How does the state monad work? (without code explanation)

For the last number of months I've been taking some spare time here and there to read up on Monads. I haven't worked with a functional language since my University days. So I don't really remember Haskell, and certainly have no idea about Scalaz.

It was a trying time learning about onions, burritos, and sandwiches while trying to correlate these foods to wads of Haskell code. Luckily I stumbled upon two key writeups which gave me the a-ha moment: monads in pictures, and another guy from an imperative coding background who simply wrote the equivalent of:

a -> b becomes m[a] -> m[b] (functor)
a -> m[b] becomes m[a] -> m[b] (monad)
and applicative is just a "function with context"

Together with the simplest sentence describing bind's purpose, many categories of endofunctors exploded and fizzled into simplicity.

Identity, List, Maybe and others suddenly made sense. Fueled with this knowledge I started to look toward trying some TMP in C++ using monadic types to see how it would pan out.

Very soon I wanted to propagate state. I think I've now read more articles on the state monad and monad transformers than I did for monads to begin with but for the life of me I can't figure them. Many keyboards have worn out I'm sure with all the words typed on these topics answering people like me.

But I ask you to suffer one more.

a -> s -> (b, s)

Function takes a value and some state, returns a new value and (possibly) modified state. Bind would clearly need to propagate both the return value and state into the next function.

My issue is this: monad's work because they impose a structure. Sticking to the structure and obeying the laws leads to funtimes and rainbows. However a -> s -> (b, s) does not look like the monadic a -> m[b].

Even if 'a' is applied, it's still s -> (b, s). The difference being that the latter function takes a (monadic?) STATE and returns state WITH a value. Whereas the regular form is: takes a VALUE and returns a WRAPPED value.

Both the parameter(s) going in vary as well as the form of the return type. Yet many articles are saying this clearly looks like a monad.

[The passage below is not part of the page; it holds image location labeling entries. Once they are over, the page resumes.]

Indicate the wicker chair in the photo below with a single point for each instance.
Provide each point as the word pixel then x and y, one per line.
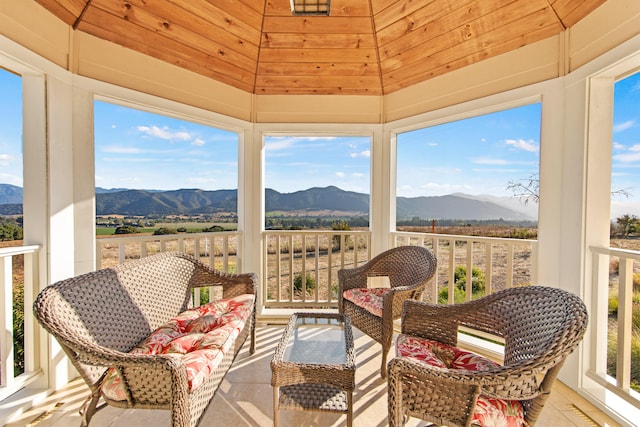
pixel 98 317
pixel 541 326
pixel 409 268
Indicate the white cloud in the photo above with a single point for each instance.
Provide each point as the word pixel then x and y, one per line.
pixel 165 133
pixel 521 144
pixel 6 159
pixel 7 178
pixel 117 149
pixel 365 153
pixel 489 161
pixel 624 125
pixel 627 158
pixel 445 188
pixel 276 144
pixel 632 155
pixel 494 170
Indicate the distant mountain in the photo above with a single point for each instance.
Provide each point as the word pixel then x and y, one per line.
pixel 455 207
pixel 195 201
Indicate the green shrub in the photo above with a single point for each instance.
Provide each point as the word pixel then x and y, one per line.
pixel 164 230
pixel 126 229
pixel 477 279
pixel 459 296
pixel 18 329
pixel 309 285
pixel 213 228
pixel 10 231
pixel 478 284
pixel 613 304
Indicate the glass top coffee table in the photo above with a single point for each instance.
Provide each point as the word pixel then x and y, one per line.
pixel 314 365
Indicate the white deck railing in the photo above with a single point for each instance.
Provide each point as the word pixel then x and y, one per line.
pixel 18 292
pixel 218 249
pixel 613 358
pixel 300 267
pixel 503 262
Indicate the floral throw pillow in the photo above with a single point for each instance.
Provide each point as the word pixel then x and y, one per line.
pixel 368 298
pixel 200 337
pixel 489 412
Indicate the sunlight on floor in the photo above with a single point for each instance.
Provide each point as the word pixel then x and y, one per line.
pixel 245 398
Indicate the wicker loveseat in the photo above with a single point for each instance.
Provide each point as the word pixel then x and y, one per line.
pixel 131 326
pixel 435 381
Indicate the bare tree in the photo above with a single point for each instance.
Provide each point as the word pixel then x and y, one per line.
pixel 528 189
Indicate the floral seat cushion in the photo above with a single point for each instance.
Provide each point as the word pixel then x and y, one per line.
pixel 368 298
pixel 200 336
pixel 489 411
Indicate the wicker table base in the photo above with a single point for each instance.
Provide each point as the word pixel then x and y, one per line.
pixel 313 368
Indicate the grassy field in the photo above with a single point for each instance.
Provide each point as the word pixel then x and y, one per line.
pixel 191 227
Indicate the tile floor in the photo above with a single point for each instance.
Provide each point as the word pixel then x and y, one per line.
pixel 245 398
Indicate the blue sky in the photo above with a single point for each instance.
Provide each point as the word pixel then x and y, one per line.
pixel 136 149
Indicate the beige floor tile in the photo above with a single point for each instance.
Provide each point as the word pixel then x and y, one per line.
pixel 245 398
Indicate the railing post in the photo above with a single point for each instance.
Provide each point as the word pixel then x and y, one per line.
pixel 6 320
pixel 625 292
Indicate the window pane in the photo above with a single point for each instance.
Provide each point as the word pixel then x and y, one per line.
pixel 492 159
pixel 161 175
pixel 11 181
pixel 313 181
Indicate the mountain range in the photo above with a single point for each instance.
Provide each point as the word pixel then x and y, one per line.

It sure doesn't to me.

If I were to relax the view I've been told has to be held: Instead of bind applying m[a] to a -> m[b], it takes whatever parameter makes sense for the monad and applies it to whatever function signature makes sense... then I could see it working.

As in that case I could simply say "oh this monad binds State[s] AND 'a' to a function like a -> State[s] -> (State[s], b)". It could then expect a tuple return and unpack that into the arguments for the next function.

But somehow I suspect there IS a way of making the state monad work like all the others - including expecting the form a -> m[b] somehow (but then how does it thread the state through?). I suspect this can be done because I believe writing Monad Transformers will rely on these function signatures (forms?) being consistent.

Even if you don't have time to type out a big response, a link to an article more from an imperative programmers perspective would be a godsend.

(And apologies for any incorrect use of terminology - I'm kind of picking that up along the way too)

Solution

I think that the monad instance under discussion does preserve State structure and that the tuple is throwing you for a loop when it should not.

If we take a step back and ask what signature should bind have in order to match up with our monad expectations, we get this:

(>>=) :: State s a -> (a -> State s b) -> State s b
someState >>= someFuncOfA = ...

and I'll put extra brackets around the monadic value constructor, which remember is State s and not merely State since a concrete type cannot be made an instance of Monad, only a type constructor of one argument:

(>>=) :: [State s] a -> (a -> [State s] b) -> [State s] b
someState >>= someFuncOfA = ...

where [State s] will be our special m from all the monad stuff.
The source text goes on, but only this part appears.